Farnham & Benton Sans: why do they match?
Farnham and Benton Sans are quite similar in the energy and dynamics of their letterforms, proving that faces of various epochs and styles can work well together despite the absence of specific shared elements. Farnham, a contemporary version of a transitional serif, teams up well with the early 20th-century American sans serif through a likeness of temperament and proportions.
Notwithstanding the obvious difference in physical dimensions (the blockiness of the Benton is part of its adaptation for use as a text face for screens), the faces are alike in the squatness of their lowercase letters, which have distinctly short ascenders and descenders. Benton Sans has a bit larger x-height than its partner.
Farnham and Benton Sans are regularly proportioned typefaces. Notable in their capitals is the suggestion of rectangles and ovals rather than squares and circles.
The lowercase letters of both are wide. Given that “a well-ventilated” line is easiest to read, openness of letterforms is important when it comes to choosing a text face. In Benton Sans, note the undisturbed simplicity of the apertures with outward-pointing terminals. In Farnham, whose letters tend to be compact, openness is cleverly achieved by the squareness in the counterparts, letting the lowercase letters gently open up.

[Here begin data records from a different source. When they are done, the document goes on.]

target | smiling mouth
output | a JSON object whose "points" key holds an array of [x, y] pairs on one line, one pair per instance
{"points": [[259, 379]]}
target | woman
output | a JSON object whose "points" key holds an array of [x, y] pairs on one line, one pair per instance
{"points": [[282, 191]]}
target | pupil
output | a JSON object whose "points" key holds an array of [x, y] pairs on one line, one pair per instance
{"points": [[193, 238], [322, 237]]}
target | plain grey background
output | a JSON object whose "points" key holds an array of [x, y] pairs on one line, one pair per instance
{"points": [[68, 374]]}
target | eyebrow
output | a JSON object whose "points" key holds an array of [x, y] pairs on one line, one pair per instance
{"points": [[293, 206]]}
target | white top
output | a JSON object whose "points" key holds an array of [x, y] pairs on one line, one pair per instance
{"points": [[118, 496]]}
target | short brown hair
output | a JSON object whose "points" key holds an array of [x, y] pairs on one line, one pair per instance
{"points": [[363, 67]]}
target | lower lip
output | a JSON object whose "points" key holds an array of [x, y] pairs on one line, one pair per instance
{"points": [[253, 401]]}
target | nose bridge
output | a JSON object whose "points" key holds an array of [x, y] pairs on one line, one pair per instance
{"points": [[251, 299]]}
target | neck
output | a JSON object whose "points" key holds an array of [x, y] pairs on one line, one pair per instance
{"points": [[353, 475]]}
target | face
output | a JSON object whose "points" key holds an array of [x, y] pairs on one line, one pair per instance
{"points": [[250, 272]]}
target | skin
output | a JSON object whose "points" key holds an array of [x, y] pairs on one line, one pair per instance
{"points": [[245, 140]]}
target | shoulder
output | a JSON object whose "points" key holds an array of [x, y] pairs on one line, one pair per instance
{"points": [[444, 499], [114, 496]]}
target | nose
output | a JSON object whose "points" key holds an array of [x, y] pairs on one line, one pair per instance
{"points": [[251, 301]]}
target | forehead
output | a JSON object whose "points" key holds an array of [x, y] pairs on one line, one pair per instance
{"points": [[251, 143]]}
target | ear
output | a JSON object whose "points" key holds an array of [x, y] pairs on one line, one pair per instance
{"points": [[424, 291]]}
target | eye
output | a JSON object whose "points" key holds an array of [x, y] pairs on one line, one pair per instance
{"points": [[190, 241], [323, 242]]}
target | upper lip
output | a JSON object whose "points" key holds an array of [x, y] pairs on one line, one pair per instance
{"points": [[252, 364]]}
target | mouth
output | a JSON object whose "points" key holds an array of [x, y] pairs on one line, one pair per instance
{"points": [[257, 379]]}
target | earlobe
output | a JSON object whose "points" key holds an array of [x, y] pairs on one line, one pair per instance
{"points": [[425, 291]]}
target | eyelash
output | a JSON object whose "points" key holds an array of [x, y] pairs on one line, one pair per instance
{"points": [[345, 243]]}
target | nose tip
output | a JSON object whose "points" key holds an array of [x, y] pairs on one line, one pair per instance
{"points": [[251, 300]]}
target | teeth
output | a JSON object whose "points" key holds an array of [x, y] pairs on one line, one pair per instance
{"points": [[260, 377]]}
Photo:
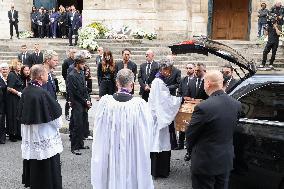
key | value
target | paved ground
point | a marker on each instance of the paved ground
(76, 169)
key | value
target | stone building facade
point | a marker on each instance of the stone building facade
(170, 19)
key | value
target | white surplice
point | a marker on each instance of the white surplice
(164, 108)
(121, 146)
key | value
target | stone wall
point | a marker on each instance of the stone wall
(24, 8)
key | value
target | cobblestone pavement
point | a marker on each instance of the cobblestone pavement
(76, 169)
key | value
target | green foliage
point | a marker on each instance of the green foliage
(100, 27)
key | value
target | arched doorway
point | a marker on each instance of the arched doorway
(78, 3)
(230, 19)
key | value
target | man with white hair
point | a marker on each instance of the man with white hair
(50, 62)
(122, 132)
(210, 135)
(164, 108)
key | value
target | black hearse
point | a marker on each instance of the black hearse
(259, 136)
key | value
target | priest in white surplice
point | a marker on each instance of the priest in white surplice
(122, 137)
(164, 108)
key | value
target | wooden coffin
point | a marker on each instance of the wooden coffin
(184, 114)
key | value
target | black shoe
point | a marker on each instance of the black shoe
(187, 157)
(76, 152)
(85, 147)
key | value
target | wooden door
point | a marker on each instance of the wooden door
(230, 19)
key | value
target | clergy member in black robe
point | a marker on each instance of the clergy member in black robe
(80, 103)
(40, 116)
(14, 89)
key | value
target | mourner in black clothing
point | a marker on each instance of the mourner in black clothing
(228, 71)
(34, 26)
(210, 135)
(14, 92)
(126, 63)
(3, 90)
(25, 75)
(37, 55)
(182, 91)
(147, 74)
(74, 23)
(66, 64)
(24, 56)
(273, 32)
(99, 57)
(106, 74)
(50, 63)
(80, 103)
(13, 20)
(40, 115)
(173, 83)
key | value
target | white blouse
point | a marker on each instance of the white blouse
(41, 141)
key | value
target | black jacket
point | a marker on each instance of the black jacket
(130, 65)
(210, 134)
(143, 78)
(184, 85)
(173, 81)
(26, 60)
(195, 91)
(66, 63)
(77, 90)
(16, 16)
(36, 59)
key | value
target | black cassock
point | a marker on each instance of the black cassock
(13, 125)
(35, 107)
(78, 96)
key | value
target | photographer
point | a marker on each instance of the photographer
(273, 31)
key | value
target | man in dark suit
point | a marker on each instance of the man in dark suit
(74, 23)
(182, 91)
(126, 63)
(228, 71)
(173, 83)
(210, 135)
(147, 74)
(37, 55)
(24, 56)
(13, 20)
(66, 64)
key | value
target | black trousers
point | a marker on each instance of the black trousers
(15, 24)
(2, 128)
(160, 163)
(71, 33)
(267, 49)
(42, 174)
(173, 137)
(210, 181)
(76, 126)
(106, 87)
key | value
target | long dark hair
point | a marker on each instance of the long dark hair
(109, 63)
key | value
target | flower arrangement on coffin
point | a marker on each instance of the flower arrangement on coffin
(87, 38)
(102, 29)
(151, 36)
(25, 34)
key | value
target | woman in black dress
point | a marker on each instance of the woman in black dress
(106, 75)
(14, 92)
(25, 75)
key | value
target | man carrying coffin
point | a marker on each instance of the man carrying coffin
(122, 138)
(164, 108)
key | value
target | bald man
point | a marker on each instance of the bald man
(210, 135)
(147, 74)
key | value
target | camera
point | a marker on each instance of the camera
(271, 19)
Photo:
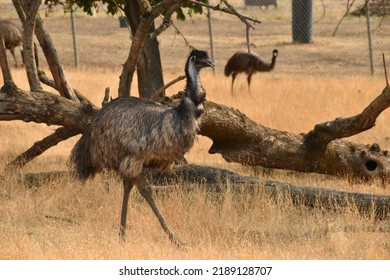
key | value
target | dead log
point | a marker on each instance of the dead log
(239, 139)
(236, 137)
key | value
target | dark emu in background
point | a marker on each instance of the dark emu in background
(130, 135)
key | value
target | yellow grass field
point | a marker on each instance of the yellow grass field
(64, 219)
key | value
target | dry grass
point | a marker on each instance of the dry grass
(64, 219)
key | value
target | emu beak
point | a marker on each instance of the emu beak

The very close similarity in proportions—the large x-height and short ascenders and descenders—optimize the readability of both faces for small text blocks and create a more regular and fairly tight (perhaps calmer) leading.
Farnham is clever and resourceful in many ways, but its baroque details and vibrancy are always at the service of essentially pragmatic tasks. On closer examination, the businesslike, deliberately plain forms of Benton Sans have almost the same degree of dynamics as Farnham, the serif partner.
Century Old Style & Sweet Sans: why do they match?
The pairing of Century Old Style and Sweet Sans is a pairing of maximum contrasts. Unlike as they may be, each typeface seems to say to the other—Hey, look, I’ve got everything you haven’t! And they not only can get along well together but offer something very special in simply switching roles.
While very different in appearance, the faces do share some things—relatively large x-height and the similar length of the extenders. In all else, they differ significantly. Century’s capitals are taller and narrower than Sweet’s. Century tends to bunch its hanging elements, while Sweet lets them fall freely. Century’s ascenders are the height of its capitals. Sweet’s are taller.
Century and Sweet’s capitals differ in width but are very similar in their proportions–both are regularly proportioned types. Century tends to frame its capitals in a narrow rectangle (with sides in an approximate relationship of 2×3), while Sweet’s capitals tend to squareness.
In the lowercases, both typefaces carry forward the intention announced in the capitals. Century seeks maximum compactness, while Sweet lounges comfortably across space. At the same time, unlike Sweet, whose lowercase letters are relatively equal in width, Century’s lowercase letters include several notable exceptions: the letters -e- and -s- are wider than the others by just enough to stand apart distinctively in text-sizes.
Despite their important differences, both faces work very well as text type. Sweet has everything that a sans serif needs for comfortable reading. On the other hand, it is best to go with as large a Century as possible, for the Century image is not well adapted for showing on screens.
Century Old Style is consistent in mixing a late-19th-century typeface with elements of letterforms from a century and more before. It does not draw the elements from a single model but blends elements from many. Sweet Sans, unlike Century, is a typeface with a direct connection to its prototypes—the engraving-likescripts of the late 19th and early 20th centuries.